Wednesday, July 13, 2011

Exploring the Linkages Between Microfinance and Sustainable Tourism

Kiva values being in tune with the latest trends! Being globally and culturally aware is important to our Kiva community and we want to explore the relationship between microfinance and sustainable tourism.

A large part of sustainable tourism is maximizing benefits for the local community. This includes advancing social, economic, cultural, and environmental impacts while minimizing negative impacts. Kiva represents a real opportunity for local tourism entrepreneurs in developing countries to be a part of this industry.

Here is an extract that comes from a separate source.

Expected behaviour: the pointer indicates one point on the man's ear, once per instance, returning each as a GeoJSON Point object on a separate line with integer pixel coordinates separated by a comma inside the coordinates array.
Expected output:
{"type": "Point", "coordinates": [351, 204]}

As of 2008, the World Bank estimated that there were approximately 1,345 million poor people in developing countries living on $1.25 a day or less. Interesting enough, many of these developing countries also represent popular tourist destinations. How can Kiva play a more constructive role in helping alleviate poverty through tourism?

Kiva has been working with Field Partners in Mexico since 2006. According to the UN World Tourism Organization (UNWTO) list, Mexico is a country that consistently ranks top 10 in the number of tourist arrivals. As many international companies set up hotels, run tours, and offer vacation packages, local populations lose out on potential markets. Pedro Humberto is a wonderful example of Kiva’s ability to combine poverty reduction, entrepreneurial spirit and sustainable tourism.
Pedro is originally from the town of Creel in Chihuahua, Mexico. He works as a tourist guide and driver, offering trips to the beautiful tourist sites in the area. Because he knows this area very well, his clients are able to enjoy beautiful locales, eat local foods and buy local arts and crafts. Pedro’s success represents an important step towards preserving local customs through tourism in Mexico!

There are more complex issues embedded in sustainable tourism including environmental impact, wildlife biodiversity, cultural heritage, equitable hiring, etc. Nevertheless, many of these more in-depth topics are implemented by national parks and taught in professional tourism courses.
These two Kiva’s borrowers, Roxanne and IsaĆ­, represent the successful linkages between tourism and microfinance! Roxanne is from Cusco, Peru and is pursuing a professional degree in tourism and is also taking English courses. IsaĆ­ Venegas Guevara is one of the best tour guides in the Corcovado National Park located in Puntarenas, Costa Rica. Both of these young entrepreneurs are the future of the sustainable tourism industry.

Many of Kiva’s Field Partners work with borrowers looking to start or maintain a tourism-related business. By lending to these borrowers, a loan through Kiva can help the tourism industry stay local!